= Thomas Goolnik =

Right to Be Forgotten plaintiff

Thomas Goolnik is a man formerly associated with the company TLD Networks. He has achieved notoriety in a battle over the European "right to be forgotten" (RTBF), in particular whether current articles written about the RTBF are also subject to that regulation.

==TLD Network complaint and settlement==
TLD Networks was an alternative domain name network set up by Thomas Goolnik in 2001. On February 28, 2002, the United States District Court for the Northern District of Illinois, Eastern Division, in Chicago, issued an injunction that suspended the registration of certain web sites that were registered with TLD Networks. The Federal Trade Commission (FTC) had filed the complaint, alleging that TLD Network Ltd, TLD Networks, Quantum Management Ltd, TBS Industries Ltd and Thomas Goolnik advertised and sold alternative DNS root domains, i.e. having top-level domains not approved by ICANN. The story of the original indictment was reported by The New York Times in an article on March 12, 2002. Regulators alleged that the defendants raised $1 million in registration fees during their nine months of operation.

A settlement was reached with the FTC in 2002 which, among other things, barred TLD Networks and Thomas Goolnik "from making misrepresentations about the usability of domain names or about the nature of any product or service they sell over the Internet."

In November 2003 the FTC took additional action, filing an amended complaint adding Barclays Bank PLC as a post-judgment relief defendant in the case.

==RTBF requests and responses==
In September 2014, Goolnik was successful in getting articles removed under the right to be forgotten. The UK Government Information Commission Office also ruled in Goolnik's favour. The New York Times was notified by Google that five articles had been removed from its search results to comply with a European "Right to be Forgotten" request. The paper published an article describing the five items removed. Three were on matters of small public importance (two wedding notices and a paid death notice); one was a favorable review of a theater production. The remaining article, and the one receiving most of the attention, was the 2002 story on the injunction against TLD Network, et al.

On October 6, 2014, the web site Techdirt wrote a brief commentary on the 2014 Times article. Techdirt and the article's author, Mike Masnick, are frequent critics of the Right to be Forgotten.

On August 25, 2015, Techdirt reported that its article commenting on the 2014 New York Times article had similarly been removed from European searches due to a Right to be Forgotten request. While there is no proof, Masnick surmises that there is a "decent likelihood" that the request came from Goolnik.
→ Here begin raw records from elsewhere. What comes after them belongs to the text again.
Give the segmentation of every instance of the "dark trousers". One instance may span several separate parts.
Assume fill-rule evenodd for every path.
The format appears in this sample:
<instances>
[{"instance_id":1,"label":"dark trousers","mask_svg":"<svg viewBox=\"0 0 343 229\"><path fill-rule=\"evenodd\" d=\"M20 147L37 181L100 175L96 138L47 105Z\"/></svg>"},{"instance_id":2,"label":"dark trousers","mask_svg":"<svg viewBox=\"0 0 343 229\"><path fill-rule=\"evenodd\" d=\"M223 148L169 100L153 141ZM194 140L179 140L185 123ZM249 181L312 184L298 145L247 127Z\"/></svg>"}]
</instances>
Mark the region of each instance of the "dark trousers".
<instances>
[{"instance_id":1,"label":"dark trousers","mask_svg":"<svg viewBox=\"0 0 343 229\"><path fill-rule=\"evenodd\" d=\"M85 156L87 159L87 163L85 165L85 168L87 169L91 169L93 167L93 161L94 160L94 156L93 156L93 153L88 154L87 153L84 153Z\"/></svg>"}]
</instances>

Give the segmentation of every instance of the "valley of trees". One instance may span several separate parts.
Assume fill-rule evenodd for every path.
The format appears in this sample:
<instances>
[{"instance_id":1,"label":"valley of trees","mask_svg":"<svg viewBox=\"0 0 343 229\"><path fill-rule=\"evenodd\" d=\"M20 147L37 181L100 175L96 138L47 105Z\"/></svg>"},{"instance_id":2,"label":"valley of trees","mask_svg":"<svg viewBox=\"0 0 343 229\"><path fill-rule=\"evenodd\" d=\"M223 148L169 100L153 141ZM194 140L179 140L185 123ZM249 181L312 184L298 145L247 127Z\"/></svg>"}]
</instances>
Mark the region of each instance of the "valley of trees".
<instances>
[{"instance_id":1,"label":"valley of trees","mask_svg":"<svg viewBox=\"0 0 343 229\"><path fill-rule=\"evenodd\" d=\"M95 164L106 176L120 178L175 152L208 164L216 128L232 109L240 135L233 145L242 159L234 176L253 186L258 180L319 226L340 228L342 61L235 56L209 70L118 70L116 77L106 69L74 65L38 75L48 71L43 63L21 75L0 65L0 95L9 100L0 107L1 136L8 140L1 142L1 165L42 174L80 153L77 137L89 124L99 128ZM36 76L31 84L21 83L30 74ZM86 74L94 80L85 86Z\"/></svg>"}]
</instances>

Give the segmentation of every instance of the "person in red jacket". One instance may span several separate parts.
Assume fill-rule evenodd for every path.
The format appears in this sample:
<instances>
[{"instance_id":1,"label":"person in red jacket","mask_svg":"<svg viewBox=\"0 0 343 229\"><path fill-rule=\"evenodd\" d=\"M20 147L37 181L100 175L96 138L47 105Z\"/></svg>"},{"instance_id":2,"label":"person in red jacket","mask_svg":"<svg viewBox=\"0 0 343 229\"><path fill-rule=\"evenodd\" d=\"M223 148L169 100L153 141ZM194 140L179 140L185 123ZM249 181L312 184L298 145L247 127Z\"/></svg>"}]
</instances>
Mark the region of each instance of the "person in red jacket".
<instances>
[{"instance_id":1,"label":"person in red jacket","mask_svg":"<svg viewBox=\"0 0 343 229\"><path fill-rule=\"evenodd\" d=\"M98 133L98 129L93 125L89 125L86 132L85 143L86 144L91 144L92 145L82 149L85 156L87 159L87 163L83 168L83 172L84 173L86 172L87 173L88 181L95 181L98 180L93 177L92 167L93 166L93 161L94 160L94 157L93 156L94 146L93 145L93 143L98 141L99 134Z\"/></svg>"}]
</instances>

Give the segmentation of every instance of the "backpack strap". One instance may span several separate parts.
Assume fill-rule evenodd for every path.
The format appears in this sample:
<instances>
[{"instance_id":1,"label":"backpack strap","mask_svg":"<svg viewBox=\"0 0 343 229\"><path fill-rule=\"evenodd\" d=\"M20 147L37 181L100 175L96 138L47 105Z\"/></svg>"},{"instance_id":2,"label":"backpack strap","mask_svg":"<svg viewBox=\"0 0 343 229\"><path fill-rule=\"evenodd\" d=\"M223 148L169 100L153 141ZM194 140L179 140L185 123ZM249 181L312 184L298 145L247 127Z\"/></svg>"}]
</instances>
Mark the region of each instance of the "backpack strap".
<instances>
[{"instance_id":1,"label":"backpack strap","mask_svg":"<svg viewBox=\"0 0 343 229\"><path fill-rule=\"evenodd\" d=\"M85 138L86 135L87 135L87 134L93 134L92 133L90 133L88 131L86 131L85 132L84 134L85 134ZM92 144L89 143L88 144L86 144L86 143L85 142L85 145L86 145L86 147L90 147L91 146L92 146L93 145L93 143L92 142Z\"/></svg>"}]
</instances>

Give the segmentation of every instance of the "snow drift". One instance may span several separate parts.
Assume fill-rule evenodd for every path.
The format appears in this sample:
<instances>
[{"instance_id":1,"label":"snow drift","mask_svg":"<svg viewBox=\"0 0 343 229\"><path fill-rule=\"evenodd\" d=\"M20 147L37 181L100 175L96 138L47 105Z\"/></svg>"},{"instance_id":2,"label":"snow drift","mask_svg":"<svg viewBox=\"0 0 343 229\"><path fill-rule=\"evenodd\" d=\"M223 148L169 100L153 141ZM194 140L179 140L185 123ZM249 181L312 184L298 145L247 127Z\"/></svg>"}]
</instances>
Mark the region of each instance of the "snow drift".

On September 4, 2015, when the August 25 article was also removed from Google search in Europe. The article points out that the EU states that an RTBF request should be evaluated to see if the information is "inadequate, irrelevant or no longer relevant, or excessive in relation to the purposes for which they were processed and in the light of the time that has elapsed," while Techdirt argues that their article, "discusses newsworthy and relevant information about Thomas Goolnik today, which is that he's filing a series of right to be forgotten requests to Google."

The New York Times September 2014 story has become a commonly used example of the effects of RTBF, for example an October 2015 story by Daphne Keller. Keller's article linked to the Times article, but did not mention Goolnik by name, elliptically referring to him as "a European businessman ...."

On March 27, 2019, Techdirt published another article by Mike Masnick indicating another RTBF request had resulted in the previous articles on the site about Thomas Goolnik again being delisted. That article was delisted less than a month later, and Techdirt covered the story again on April 18, 2019. This was repeated again on March 9, 2022, resulting in the Techdirt tag page for 'thomas goolnik' being temporarily delisted from Google.